The absence of an historical analog here calls to mind the Supreme Court’s instruction that “[p]erhaps the most telling indication of [a] severe constitutional problem . . . is the lack of historical precedent.” … Similarly, the Necessary and Proper Clause inquiry asks whether a challenged law is “a modest addition to a set of federal . . . statutes that have existed for many decades” or “reasonably extended [a] longstanding  system.” …Here, no historical practice of analogous federal regulation has been cited.
Needless to say, this decision affects many struggling households. Some states like New York have established eviction freezes; so have cities like New York and Seattle. But plenty of others are at risk. From CNN:
An estimated 10 million renters were behind on their rent and at risk of eviction in the middle of January, according to a Census Bureau survey. And an estimated 16 million renters had little to no confidence they could pay their rent in February.

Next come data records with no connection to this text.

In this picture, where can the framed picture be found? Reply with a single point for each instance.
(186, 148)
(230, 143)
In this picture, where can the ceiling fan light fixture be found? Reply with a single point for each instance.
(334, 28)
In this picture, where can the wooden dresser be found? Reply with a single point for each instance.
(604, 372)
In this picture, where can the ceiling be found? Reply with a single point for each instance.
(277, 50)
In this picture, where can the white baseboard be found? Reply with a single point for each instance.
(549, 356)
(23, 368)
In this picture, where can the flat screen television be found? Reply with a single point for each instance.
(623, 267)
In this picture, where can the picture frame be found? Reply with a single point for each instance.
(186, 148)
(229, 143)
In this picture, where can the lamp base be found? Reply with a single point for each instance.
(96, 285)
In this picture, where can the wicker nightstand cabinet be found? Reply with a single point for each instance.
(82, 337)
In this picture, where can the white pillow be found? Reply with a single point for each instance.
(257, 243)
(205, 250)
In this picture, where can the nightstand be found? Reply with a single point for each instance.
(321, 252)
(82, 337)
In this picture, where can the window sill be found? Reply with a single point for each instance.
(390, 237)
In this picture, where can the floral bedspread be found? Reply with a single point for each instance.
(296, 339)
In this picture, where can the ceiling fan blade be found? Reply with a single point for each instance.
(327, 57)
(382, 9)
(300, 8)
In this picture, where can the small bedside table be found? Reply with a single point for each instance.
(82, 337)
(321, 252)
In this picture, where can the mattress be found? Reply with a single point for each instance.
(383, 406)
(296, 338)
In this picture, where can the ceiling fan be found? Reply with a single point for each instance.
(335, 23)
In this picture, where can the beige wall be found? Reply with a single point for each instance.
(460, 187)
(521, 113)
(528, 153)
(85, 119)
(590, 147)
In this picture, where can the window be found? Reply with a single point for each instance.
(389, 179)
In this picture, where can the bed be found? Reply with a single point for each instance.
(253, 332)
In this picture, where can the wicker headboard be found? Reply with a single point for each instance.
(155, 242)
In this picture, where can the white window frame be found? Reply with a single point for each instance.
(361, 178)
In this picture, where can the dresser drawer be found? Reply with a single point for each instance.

Mind you, I am not saying that this ruling won’t be overturned on appeal. The government may file a much more cogent legal argument. But don’t let anyone tell you this decision is cray cray. Real estate and police powers, and public health is deemed to be part of police powers, have been repeatedly found to fall outside the Federal purview. I don’t see that the government made a strong case as to why not. And with the stimulus bill already having a rough go in Congress, it’s not as if the Administration could now add meaningful subsidies for renters at this late date.